Majelis juga mengenakan hukuman uang pengganti senilai Rp 4,4 miliar. Terdakwa, kata Hakim Martini, telah mengembalikan jumlah tersebut. "Pengembalian terdakwa terdapat kelebihan senilai Rp 45 juta," kata dia. Maka, kata Martini, "Memerintahkan Jaksa untuk mengembalikan kelebihan tersebut."
Putusan ini lebih rendah dari tuntutan jaksa sebelumnya. Penuntut meminta hakim menjatuhi Ranendra hukuman selama 4 tahun penjara. Denda yang dijatuhkan kepadanya sebanyak Rp 200 juta. Adapun uang pengganti yang harus dibayar Ranendra sebanyak Rp 179 juta.
Ranendra adalah terdakwa dalam kasus dugaan korupsi penyelewenangan dana operasional impor gula putih antara PT RNI dan Bulog.
Majelis menjerat dia dengan pasal 3 Undang-undang tentang Pemberantasan Tindak Pidana Korupsi. Adapun hal yang memberatkan adalah terdakwa tidak turut serta memberantas tindak pidana korupsi.

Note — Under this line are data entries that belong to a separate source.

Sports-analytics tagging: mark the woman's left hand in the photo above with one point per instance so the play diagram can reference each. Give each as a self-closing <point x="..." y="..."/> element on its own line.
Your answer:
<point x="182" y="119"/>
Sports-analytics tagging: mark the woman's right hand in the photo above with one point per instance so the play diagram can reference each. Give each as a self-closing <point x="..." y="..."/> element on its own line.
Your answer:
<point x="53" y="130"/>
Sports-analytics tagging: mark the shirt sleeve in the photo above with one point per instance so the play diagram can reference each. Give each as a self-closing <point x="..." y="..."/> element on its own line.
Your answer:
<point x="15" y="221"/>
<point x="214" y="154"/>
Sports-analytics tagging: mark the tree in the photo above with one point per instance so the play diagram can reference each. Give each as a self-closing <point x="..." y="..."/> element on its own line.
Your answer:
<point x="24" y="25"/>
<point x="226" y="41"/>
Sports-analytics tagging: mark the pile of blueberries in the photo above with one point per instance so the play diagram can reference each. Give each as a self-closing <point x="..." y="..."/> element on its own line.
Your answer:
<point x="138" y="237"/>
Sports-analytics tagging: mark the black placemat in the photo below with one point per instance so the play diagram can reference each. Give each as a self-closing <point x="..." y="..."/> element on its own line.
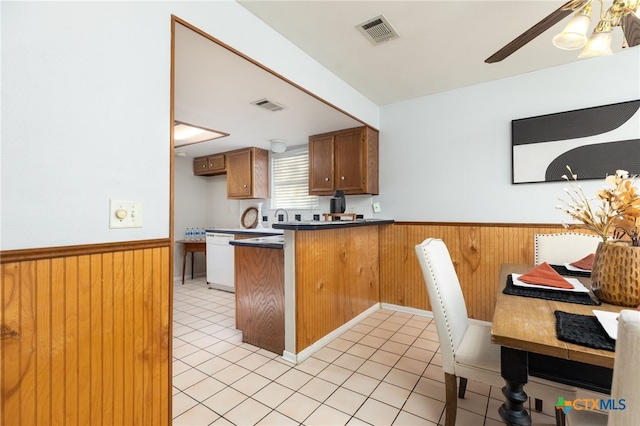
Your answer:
<point x="583" y="330"/>
<point x="562" y="270"/>
<point x="555" y="295"/>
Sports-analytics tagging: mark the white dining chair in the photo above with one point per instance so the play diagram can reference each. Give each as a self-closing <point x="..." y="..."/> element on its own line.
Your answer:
<point x="626" y="379"/>
<point x="467" y="351"/>
<point x="566" y="247"/>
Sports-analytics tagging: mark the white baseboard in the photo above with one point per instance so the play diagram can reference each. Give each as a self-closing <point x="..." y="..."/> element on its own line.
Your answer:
<point x="407" y="310"/>
<point x="307" y="352"/>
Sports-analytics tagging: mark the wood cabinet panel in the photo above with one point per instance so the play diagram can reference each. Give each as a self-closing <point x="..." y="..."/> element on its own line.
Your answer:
<point x="321" y="178"/>
<point x="337" y="278"/>
<point x="248" y="173"/>
<point x="259" y="274"/>
<point x="210" y="165"/>
<point x="85" y="337"/>
<point x="345" y="160"/>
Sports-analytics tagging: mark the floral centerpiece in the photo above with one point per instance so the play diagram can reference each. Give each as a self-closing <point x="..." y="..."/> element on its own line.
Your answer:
<point x="614" y="212"/>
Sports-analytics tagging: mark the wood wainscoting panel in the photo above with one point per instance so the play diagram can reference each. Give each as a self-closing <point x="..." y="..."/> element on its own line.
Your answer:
<point x="85" y="338"/>
<point x="477" y="251"/>
<point x="259" y="286"/>
<point x="337" y="278"/>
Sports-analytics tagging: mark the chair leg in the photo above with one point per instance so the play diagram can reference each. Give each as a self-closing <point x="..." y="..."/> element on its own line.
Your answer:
<point x="450" y="384"/>
<point x="560" y="417"/>
<point x="463" y="387"/>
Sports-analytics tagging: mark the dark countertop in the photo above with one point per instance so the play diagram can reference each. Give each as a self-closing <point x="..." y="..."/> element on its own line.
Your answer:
<point x="318" y="225"/>
<point x="246" y="231"/>
<point x="273" y="241"/>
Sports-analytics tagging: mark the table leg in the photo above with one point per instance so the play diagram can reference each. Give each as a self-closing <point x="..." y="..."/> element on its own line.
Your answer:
<point x="184" y="264"/>
<point x="514" y="371"/>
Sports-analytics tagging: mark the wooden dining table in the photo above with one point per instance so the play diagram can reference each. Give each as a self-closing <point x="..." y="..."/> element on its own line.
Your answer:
<point x="525" y="327"/>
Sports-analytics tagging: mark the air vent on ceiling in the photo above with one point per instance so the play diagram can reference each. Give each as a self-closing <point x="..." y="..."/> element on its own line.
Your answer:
<point x="268" y="105"/>
<point x="377" y="30"/>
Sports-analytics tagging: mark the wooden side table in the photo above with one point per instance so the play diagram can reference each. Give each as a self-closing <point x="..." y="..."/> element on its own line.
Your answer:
<point x="192" y="247"/>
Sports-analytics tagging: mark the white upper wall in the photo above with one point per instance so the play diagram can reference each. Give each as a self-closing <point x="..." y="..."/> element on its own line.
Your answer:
<point x="86" y="110"/>
<point x="447" y="157"/>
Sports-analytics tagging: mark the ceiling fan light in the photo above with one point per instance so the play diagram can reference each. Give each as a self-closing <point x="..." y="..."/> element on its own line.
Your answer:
<point x="574" y="34"/>
<point x="600" y="42"/>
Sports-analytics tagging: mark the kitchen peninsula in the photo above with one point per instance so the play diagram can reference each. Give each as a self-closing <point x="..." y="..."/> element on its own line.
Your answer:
<point x="304" y="288"/>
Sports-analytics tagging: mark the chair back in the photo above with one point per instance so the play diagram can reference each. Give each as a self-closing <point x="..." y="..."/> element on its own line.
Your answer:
<point x="445" y="296"/>
<point x="626" y="370"/>
<point x="567" y="247"/>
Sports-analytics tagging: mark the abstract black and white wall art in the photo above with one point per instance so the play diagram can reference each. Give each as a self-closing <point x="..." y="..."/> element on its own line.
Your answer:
<point x="594" y="142"/>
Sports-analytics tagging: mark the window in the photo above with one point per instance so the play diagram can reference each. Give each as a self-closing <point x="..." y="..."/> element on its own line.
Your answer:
<point x="290" y="180"/>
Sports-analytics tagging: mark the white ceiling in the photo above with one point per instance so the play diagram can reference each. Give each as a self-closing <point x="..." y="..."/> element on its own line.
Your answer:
<point x="442" y="46"/>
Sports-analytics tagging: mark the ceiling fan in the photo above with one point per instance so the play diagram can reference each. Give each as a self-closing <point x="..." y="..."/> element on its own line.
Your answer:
<point x="623" y="13"/>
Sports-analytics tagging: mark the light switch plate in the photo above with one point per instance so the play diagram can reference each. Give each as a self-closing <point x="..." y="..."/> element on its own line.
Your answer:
<point x="125" y="214"/>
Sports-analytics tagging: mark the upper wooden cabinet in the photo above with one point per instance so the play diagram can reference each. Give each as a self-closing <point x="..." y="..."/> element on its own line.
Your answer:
<point x="346" y="160"/>
<point x="210" y="165"/>
<point x="248" y="173"/>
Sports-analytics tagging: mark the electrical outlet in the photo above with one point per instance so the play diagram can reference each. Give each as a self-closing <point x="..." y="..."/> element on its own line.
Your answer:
<point x="125" y="214"/>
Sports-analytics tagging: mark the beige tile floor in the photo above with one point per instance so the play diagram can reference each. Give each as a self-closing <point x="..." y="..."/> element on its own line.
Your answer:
<point x="386" y="370"/>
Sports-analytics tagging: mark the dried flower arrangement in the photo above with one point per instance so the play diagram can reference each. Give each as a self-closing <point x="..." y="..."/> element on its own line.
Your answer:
<point x="618" y="207"/>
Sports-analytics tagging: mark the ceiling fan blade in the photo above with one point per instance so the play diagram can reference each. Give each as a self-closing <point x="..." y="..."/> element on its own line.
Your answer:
<point x="549" y="21"/>
<point x="631" y="28"/>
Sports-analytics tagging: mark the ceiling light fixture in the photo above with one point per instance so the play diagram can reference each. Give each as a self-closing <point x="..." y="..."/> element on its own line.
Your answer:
<point x="278" y="145"/>
<point x="574" y="35"/>
<point x="187" y="134"/>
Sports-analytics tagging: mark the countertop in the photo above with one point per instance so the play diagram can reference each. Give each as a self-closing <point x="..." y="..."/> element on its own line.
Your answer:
<point x="319" y="225"/>
<point x="273" y="241"/>
<point x="246" y="231"/>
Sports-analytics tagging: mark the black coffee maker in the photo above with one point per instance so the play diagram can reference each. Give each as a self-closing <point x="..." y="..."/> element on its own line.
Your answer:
<point x="337" y="204"/>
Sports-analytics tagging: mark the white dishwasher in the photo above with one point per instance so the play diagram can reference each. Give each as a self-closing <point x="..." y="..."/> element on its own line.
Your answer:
<point x="220" y="272"/>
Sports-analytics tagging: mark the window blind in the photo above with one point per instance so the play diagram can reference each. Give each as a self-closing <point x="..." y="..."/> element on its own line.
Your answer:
<point x="290" y="181"/>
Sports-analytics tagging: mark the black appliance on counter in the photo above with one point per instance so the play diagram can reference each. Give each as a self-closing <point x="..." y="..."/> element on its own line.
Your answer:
<point x="338" y="204"/>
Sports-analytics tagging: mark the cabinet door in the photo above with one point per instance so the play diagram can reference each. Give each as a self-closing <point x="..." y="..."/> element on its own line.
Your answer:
<point x="239" y="174"/>
<point x="216" y="163"/>
<point x="321" y="165"/>
<point x="348" y="149"/>
<point x="200" y="166"/>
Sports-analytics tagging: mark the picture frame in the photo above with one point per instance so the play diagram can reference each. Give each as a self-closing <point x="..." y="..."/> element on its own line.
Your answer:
<point x="593" y="141"/>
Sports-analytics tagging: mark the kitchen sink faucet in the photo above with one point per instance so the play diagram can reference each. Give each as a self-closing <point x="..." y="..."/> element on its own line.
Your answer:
<point x="286" y="213"/>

Dia terbukti telah mengambil dan menggunakan dana biaya operasional PT RNI dari biaya distribusi rekening bersama senilai Rp
250 juta. Pria yang kini menjabat sebagai Direktur Personalia PT Angkasa Pura Satu ini juga mencairkan dana keuntungan hasil penjualan gula kristal putih impor antara PT RNI dan Perum Bulog senilai Rp 974 juta.
Hal yang sama ia lakukan lagi pada dana cadangan pajak dan dokumen pajak cacat senilai Rp 3,4 miliar. Dari jumlah uang yang diambilnya, Ranendra diuntungkan sejumlah Rp 3,8 miliar.